Sosyal değişim süreçlerinde kişilerin (ör:Atatürk) ve dış faktörlerin (ör: Sanayi Devrimi) rolünü nasıl anlamalıyız?


 

Şimdi bir kere bunlar senin toplumuna, içinde yaşadığın topluma, neye etki yapmışlar? Şimdi sen Sanayi Devrimi’ni değerlendireceksin diyelim. Senin Sanayi Devrimi diye gördüğün şey senin memleketine gelmemiş. Değil mi? Ondan sonra senin memleketinin çöküşüne sebep olmuş. Şurada bunu nasıl değerlendireceksin? Diyeceksin ki 18. yüzyılın sonu, 19. yüzyılın başında Sanayi Devrimi neler yaptı Avrupa’da? Bugün aynı şeyi mi yapmak lazım? Hayır. Çünkü bugün sorunlar değişik. Bugün ne yapmak lazım?

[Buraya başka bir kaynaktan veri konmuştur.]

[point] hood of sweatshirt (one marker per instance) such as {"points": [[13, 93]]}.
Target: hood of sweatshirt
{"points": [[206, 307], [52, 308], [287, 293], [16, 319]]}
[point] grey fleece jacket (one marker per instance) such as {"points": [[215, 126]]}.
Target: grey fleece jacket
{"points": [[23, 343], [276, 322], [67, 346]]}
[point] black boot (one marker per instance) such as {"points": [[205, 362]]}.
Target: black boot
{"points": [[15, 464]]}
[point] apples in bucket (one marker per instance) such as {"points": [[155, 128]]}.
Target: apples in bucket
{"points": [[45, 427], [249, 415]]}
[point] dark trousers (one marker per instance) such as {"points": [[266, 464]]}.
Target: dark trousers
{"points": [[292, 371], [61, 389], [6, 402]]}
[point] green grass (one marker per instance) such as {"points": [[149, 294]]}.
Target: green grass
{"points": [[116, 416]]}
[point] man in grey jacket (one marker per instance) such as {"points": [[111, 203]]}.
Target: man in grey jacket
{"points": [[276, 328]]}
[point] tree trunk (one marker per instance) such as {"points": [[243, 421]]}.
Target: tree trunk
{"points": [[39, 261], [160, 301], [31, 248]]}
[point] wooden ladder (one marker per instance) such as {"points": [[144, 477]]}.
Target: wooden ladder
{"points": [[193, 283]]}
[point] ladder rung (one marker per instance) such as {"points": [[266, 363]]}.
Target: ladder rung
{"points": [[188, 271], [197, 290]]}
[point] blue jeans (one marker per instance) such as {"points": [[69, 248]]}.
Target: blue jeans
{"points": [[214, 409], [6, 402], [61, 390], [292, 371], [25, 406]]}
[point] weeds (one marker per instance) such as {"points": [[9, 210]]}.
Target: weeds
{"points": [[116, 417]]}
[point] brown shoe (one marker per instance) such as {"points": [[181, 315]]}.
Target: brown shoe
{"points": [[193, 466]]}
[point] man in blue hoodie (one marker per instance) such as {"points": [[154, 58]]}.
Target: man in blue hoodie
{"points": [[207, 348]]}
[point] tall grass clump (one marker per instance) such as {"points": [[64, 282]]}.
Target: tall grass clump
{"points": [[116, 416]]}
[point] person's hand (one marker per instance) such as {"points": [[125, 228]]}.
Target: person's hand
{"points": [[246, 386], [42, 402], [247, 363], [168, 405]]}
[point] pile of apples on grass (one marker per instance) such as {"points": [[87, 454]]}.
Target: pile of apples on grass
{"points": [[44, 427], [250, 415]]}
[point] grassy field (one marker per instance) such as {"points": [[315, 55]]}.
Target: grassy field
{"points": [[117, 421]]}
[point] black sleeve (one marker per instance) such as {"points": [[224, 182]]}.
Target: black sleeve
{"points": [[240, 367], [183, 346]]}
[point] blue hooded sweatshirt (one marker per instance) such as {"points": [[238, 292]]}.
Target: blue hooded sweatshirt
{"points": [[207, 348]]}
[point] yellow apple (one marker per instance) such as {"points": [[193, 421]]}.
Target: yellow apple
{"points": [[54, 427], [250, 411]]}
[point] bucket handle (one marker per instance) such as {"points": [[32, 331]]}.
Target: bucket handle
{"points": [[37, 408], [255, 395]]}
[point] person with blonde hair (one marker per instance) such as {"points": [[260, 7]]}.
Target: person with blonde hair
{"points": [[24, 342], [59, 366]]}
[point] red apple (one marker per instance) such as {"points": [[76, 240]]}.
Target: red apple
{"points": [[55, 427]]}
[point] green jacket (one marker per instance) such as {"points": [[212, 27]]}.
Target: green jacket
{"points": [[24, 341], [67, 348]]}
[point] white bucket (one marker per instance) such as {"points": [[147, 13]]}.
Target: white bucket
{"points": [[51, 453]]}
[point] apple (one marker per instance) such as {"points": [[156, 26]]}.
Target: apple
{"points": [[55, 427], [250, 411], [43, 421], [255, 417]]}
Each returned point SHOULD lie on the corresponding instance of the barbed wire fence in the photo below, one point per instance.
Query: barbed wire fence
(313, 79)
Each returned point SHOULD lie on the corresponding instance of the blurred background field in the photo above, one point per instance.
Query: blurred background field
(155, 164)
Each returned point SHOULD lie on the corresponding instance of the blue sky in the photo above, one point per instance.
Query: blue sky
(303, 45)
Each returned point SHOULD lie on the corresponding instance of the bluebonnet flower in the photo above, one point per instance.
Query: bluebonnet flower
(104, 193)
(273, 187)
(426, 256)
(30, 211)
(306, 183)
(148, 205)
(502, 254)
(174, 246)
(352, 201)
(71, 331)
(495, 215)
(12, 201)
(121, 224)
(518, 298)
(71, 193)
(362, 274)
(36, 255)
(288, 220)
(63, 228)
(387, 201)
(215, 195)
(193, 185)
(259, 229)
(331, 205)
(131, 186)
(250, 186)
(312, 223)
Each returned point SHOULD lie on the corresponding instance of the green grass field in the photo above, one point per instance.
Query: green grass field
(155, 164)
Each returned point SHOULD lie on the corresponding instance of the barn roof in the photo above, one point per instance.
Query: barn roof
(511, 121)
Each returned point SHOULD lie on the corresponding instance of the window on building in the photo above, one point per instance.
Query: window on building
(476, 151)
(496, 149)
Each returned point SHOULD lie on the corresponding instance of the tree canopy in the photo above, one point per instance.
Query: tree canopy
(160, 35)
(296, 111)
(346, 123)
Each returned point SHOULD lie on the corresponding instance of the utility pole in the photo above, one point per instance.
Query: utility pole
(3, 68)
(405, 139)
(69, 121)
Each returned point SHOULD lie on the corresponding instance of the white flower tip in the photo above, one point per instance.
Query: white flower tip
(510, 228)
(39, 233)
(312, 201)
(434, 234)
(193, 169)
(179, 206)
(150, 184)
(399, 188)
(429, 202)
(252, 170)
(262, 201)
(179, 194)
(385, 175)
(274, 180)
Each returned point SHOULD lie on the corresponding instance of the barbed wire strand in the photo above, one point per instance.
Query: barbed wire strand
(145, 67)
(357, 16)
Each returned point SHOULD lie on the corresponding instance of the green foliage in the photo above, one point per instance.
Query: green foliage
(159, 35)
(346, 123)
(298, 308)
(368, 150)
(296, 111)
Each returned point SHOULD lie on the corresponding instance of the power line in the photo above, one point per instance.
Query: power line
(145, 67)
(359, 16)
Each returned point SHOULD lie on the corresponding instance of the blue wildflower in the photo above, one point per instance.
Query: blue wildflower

Atatürk ne diyor? Ben size hiçbir ayet, hiçbir dogma, hiçbir şey bırakmıyorum. Bilimsel düşünün yeter diyor. Çünkü biliyor ki kendi uyguladığı şeyler 1930’ların 1920’lerin problemleri.


Bugün o problemler değişti. Şimdi sen gelip ben Atatürk’ün yaptıklarını yapacağım dersen Atatürk bile bir tarafıyla güler sana. Değil mi? Atatürk’ün zamanında şu elindeki telefon yoktu. Atatürk’ün zamanında bilgisayar yoktu. Atatürk’ün zamanında uzaya gidilmemişti. Şimdi bütün bunlar var.

 

Atatürk’ün zamanında üretim bambaşka şekillerde cereyan ediyordu. Bugün bambaşka şekillerde cereyan ediyor. Dolayısıyla gerek yazarları okuduğum zaman, gerek Sanayi Devrimi gibi ve Fransız İhtilali gibi olaylara baktığınız zaman şuna bakacaksınız. Bunların nedenleri neydi? Toplumlarına ne etki yaptılar? Benim toplumum o zaman ne yapıyordu? Ama bugün senin yapacağın, bir kere toplumda sıkıntı görüyorsan o sıkıntıyı bir tespit et önce. Nedir sıkıntı? Ondan sonra çözüm ara. Atatürk’ün yaptığı budur. Yani benim din yobazlarına, marksistlere falan yönelttiğim eleştiri şudur: Bunların hepsinin elinde bir reçete var, hasta arıyorlar. Kardeşim böyle olmaz. Önce hastayı gör, hastalığını öğren. Ona göre reçete yaz. Hazır reçete ile hiçbir şey olmaz. Değil mi? Atatürk’ün en büyük tarafı odur. Hazır reçete yok elinde. Ama problemleri tayin ediyor. Yakup Kadri Karaosmanoğlu geliyor Atatürk’e, Cumhuriyet Halk Partisi programı hazırlanırken, “Paşam, bu partinin doktrini yok.” diyor. Öyle deyince Atatürk gülüyor: “Elbette yok çocuğum, doktrin yaparsak hareketi dondururuz.” diyor. Kafaya bak.